Victor Eriakpo Ubogu
- Born: 8 September 1964 (age 61) Lagos, Nigeria
- Height: 5 ft 9 in (1.75 m)
- Weight: 238 lb (108 kg)

Rugby union career
- Position: Prop

International career
- Years: Team / Apps / (Points)
- 1992–1999: England / 24 / (5)

= Victor Ubogu =

England international rugby union player (born 1964)

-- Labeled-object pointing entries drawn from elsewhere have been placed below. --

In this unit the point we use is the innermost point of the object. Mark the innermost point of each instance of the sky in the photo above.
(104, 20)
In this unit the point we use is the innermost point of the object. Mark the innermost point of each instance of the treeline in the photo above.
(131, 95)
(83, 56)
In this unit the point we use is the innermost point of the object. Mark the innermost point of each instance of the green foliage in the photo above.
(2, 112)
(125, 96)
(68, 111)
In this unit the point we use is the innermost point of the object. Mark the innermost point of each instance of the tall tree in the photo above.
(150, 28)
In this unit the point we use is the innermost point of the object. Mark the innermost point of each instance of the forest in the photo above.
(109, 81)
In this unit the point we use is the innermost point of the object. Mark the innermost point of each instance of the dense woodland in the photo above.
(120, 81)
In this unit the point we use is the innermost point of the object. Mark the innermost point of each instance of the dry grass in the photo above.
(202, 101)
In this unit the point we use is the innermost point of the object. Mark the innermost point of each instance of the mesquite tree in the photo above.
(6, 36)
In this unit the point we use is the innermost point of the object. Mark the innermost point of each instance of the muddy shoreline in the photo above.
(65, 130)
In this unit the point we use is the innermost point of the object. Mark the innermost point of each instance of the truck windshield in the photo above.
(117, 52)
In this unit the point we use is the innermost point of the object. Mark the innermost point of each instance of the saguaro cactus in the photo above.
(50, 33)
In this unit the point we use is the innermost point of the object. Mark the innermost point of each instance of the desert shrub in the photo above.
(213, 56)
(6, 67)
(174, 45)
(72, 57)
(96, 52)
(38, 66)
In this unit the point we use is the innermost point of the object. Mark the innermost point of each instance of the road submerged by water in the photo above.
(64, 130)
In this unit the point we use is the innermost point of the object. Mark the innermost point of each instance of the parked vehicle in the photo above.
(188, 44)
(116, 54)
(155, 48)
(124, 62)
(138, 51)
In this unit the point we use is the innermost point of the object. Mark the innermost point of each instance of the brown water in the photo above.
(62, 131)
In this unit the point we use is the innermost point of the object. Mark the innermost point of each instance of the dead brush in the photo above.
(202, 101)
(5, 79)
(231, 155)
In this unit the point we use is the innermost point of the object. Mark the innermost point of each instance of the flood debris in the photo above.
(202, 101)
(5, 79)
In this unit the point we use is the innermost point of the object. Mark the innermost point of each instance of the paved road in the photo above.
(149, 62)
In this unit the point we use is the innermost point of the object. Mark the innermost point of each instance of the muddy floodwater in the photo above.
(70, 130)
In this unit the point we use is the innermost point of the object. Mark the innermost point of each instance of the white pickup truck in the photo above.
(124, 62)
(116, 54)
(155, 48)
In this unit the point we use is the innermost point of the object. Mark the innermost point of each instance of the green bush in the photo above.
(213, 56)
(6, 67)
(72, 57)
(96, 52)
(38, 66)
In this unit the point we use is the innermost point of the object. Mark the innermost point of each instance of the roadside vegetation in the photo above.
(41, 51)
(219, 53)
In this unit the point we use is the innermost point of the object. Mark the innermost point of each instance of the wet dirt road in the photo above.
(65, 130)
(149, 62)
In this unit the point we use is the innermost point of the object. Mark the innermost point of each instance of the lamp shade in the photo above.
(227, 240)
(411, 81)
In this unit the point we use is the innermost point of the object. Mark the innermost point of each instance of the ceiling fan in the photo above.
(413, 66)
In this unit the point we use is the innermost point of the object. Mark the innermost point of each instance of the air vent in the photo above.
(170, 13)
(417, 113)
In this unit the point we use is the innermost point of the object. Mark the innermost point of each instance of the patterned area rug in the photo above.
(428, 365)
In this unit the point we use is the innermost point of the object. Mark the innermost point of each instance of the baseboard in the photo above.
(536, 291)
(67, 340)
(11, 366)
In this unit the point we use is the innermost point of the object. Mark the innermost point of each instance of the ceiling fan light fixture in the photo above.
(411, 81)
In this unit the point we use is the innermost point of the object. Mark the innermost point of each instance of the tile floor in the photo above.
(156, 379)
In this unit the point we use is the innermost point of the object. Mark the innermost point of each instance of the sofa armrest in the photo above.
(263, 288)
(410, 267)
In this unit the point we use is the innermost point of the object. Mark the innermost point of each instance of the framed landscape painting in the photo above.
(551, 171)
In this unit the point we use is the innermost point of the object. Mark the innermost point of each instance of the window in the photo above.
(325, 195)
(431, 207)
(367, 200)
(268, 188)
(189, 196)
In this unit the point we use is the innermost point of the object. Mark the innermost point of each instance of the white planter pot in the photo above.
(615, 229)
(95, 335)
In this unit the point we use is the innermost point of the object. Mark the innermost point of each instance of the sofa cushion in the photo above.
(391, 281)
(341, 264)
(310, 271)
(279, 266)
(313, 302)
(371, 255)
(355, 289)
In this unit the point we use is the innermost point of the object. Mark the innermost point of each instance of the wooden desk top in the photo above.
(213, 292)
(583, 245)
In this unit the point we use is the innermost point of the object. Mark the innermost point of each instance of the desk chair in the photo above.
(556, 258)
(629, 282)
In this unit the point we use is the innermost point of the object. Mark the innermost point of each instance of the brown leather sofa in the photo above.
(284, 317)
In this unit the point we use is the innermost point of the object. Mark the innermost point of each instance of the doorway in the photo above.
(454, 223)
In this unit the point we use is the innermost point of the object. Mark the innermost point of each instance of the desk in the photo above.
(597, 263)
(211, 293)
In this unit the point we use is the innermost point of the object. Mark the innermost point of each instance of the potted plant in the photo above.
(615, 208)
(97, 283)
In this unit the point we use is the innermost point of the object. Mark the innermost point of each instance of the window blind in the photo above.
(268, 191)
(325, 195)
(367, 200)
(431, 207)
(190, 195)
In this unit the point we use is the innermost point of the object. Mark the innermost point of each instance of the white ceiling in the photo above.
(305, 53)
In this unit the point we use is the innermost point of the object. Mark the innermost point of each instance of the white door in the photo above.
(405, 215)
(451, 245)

Victor Eriakpo Ubogu (born 8 September 1964) is a former rugby union player. A prop, he played for Bath. Born in Nigeria, he moved to England as a child, and went on to play 24 times for England, including at two World Cups.

== Early life ==
In 1977, after arriving in the United Kingdom from Lagos, Nigeria, he attended West Buckland School in Devon. While at the school, he played for England Under-18s. He went to the University of Birmingham to study chemical engineering. While at university, he played for Moseley. He then went to St Anne's College, Oxford, where he was selected to play with the University of Oxford RFC and achieved his Blue.

== Rugby career ==
After leaving Oxford, he joined Bath. He started for Bath in the victorious 1998 Heineken Cup Final, when they defeated Brive. In 1992, he made his debut the England national rugby union team, and went on to win 24 caps until 1999.

== Post-career ventures ==
Ubogu founded the "Shoeless Joe's" chain of sports bars. In 2001, Ubogu appeared on Lily Savage's Blankety Blank.

==Personal life==
Ubogu is the father of social media personality Harrison Sullivan, known as HSTikkyTokky.